After checking the clearances with the new snap rings in the CDF clutches, the rest of the transmission could be reassembled. Lining up the squares helps keep the assembly in balance. Suncoast sent me one of their new design filters that should help keep the inlet of the filter in the fluid on launch. Not much needed to be changed as everything still looked unused inside. The original shell was not anodized, so I’m glad I bought one. My assumption was a 23 would have it already.

I decided to put on the PPE transmission pan on for now until I come up with something better. The thing weighs 12 lbs and doesn’t offer much of an advantage. I emailed PPE asked if I could mill down the insanely huge heat fins off the bottom. They claim it is part of the structural design of the pan and can’t be reduced or removed. Without knowing the loads the pan sees, I just left it alone. I did like the idea of something massive and strong bridging the massive opening in the case. I’ve also seen a couple of the plastic pans begin to warp and distort. The LS/LT platforms use the oil pan as part of the structural design. The GT500 also has a cast aluminum oil pan instead of a plastic one.
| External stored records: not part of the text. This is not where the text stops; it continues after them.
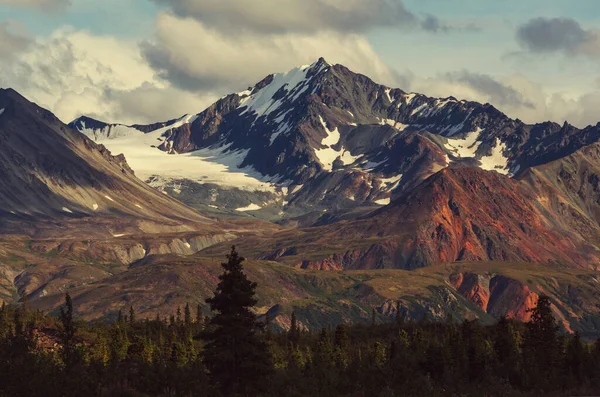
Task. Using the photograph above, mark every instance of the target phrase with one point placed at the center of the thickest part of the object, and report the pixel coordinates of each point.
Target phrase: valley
(345, 195)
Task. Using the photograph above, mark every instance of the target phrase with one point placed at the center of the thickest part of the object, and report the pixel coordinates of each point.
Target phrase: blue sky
(146, 60)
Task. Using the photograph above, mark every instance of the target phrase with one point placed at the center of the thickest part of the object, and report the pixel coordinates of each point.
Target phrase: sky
(143, 61)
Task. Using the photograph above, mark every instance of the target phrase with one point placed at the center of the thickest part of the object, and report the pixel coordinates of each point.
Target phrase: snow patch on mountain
(328, 155)
(251, 207)
(466, 147)
(391, 182)
(218, 165)
(496, 161)
(262, 103)
(109, 132)
(387, 93)
(393, 123)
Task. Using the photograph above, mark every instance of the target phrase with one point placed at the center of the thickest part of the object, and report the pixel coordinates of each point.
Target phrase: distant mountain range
(310, 173)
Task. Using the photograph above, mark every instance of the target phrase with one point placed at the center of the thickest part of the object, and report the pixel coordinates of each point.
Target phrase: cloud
(13, 39)
(433, 24)
(515, 95)
(224, 63)
(543, 35)
(44, 5)
(300, 16)
(74, 73)
(494, 91)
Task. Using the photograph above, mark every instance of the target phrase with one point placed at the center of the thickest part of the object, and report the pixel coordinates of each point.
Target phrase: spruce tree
(199, 316)
(293, 333)
(187, 316)
(131, 315)
(236, 356)
(541, 346)
(67, 332)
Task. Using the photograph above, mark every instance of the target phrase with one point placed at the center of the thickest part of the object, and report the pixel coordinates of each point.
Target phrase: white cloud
(535, 103)
(74, 73)
(286, 16)
(217, 61)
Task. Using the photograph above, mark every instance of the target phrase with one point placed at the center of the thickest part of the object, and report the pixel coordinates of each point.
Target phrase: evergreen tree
(236, 356)
(342, 345)
(293, 333)
(399, 316)
(187, 316)
(67, 332)
(131, 315)
(199, 316)
(541, 347)
(507, 351)
(179, 320)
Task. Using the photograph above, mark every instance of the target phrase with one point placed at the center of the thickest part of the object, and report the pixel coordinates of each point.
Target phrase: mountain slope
(51, 173)
(322, 138)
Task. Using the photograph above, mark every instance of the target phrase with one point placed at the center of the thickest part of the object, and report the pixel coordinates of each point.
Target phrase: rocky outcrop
(377, 256)
(497, 295)
(129, 249)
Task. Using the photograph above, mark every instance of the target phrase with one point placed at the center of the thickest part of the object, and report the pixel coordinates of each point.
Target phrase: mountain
(322, 138)
(375, 195)
(52, 177)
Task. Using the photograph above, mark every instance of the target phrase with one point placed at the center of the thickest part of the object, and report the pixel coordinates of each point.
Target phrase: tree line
(231, 353)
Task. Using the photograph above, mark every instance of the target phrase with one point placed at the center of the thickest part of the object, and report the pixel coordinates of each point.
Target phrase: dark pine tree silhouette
(541, 346)
(236, 355)
(67, 332)
(294, 332)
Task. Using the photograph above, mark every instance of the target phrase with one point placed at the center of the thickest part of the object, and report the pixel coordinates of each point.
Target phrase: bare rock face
(473, 287)
(51, 174)
(498, 296)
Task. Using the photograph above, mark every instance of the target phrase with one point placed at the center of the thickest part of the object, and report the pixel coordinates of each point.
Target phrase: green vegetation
(231, 354)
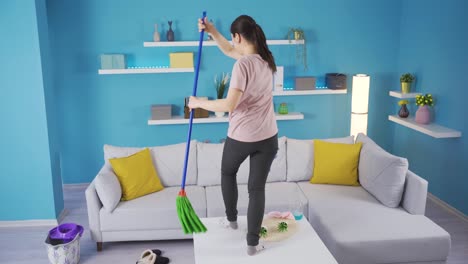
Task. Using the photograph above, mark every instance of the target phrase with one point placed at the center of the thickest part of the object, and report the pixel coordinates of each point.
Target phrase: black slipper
(161, 260)
(157, 252)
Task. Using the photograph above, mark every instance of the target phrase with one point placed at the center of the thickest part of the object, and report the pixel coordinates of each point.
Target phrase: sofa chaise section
(358, 229)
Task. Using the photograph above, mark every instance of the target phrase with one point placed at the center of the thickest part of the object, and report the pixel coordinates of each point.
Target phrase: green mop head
(187, 216)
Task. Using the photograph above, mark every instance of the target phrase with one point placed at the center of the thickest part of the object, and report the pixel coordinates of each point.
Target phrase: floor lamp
(359, 104)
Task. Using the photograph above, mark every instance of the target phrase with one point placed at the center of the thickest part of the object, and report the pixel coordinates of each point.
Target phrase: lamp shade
(360, 95)
(359, 104)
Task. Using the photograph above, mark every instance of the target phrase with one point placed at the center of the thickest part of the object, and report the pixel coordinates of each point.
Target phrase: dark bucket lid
(66, 232)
I was able to foot brake the converter to about 2400 with the wheels off the ground and just the rear brakes holding. I may need to run a 2-step to push it any further. After I adjust the tune for the the valve body kit and higher stall, and more importantly get a very thorough alignment, I’ll do some street testing on the transmission.
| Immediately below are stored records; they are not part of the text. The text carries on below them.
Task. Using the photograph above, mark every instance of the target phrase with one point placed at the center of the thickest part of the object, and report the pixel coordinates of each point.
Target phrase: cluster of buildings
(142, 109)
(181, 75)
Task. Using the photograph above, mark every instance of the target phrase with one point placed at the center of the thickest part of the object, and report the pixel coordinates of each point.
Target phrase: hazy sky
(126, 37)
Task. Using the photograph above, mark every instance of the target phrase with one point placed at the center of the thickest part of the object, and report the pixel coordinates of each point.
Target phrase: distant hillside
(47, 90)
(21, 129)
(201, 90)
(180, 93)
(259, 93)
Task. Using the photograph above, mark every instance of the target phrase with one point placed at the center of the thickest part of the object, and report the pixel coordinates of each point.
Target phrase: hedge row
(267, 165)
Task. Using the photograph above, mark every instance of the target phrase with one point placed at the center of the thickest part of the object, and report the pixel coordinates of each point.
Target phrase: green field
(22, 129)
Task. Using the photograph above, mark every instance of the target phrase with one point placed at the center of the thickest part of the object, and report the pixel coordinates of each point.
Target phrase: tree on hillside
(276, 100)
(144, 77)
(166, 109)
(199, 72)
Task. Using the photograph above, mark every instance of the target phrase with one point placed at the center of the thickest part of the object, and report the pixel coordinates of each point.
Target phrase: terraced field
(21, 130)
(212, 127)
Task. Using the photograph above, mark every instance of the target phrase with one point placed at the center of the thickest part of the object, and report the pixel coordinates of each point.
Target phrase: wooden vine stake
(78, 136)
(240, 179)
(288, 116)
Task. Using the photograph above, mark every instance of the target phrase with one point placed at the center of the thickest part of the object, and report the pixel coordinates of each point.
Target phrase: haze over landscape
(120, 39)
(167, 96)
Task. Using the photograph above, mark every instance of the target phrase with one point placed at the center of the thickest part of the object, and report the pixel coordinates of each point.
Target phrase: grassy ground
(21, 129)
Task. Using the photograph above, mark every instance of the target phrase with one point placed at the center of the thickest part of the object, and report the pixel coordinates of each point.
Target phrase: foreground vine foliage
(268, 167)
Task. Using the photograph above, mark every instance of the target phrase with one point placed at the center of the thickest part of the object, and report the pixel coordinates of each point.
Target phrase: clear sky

Now that the car is together in basically the form it will be in all year, I threw it back on the scales. The steel rotors on the car are about 5lbs heavier than the GT stock rotors. So 20 lbs there, about 8 lbs from the boat anchor transmission pan, and some weight from the ebrake calipers. The net was about 45 lbs heavier than this time last year. I did also install the roll bar but the spare tire was in the trunk last spring so that’s a basic wash. The Suncoast Pro-Loc converter is considerably heavier than the stock unit. The carbon rotors will take more than the 45 lbs off the car in the best place possible. Posted weights without and with me in it. The numbers are off a touch as there was 13lbs in stuff in car I forgot to take out.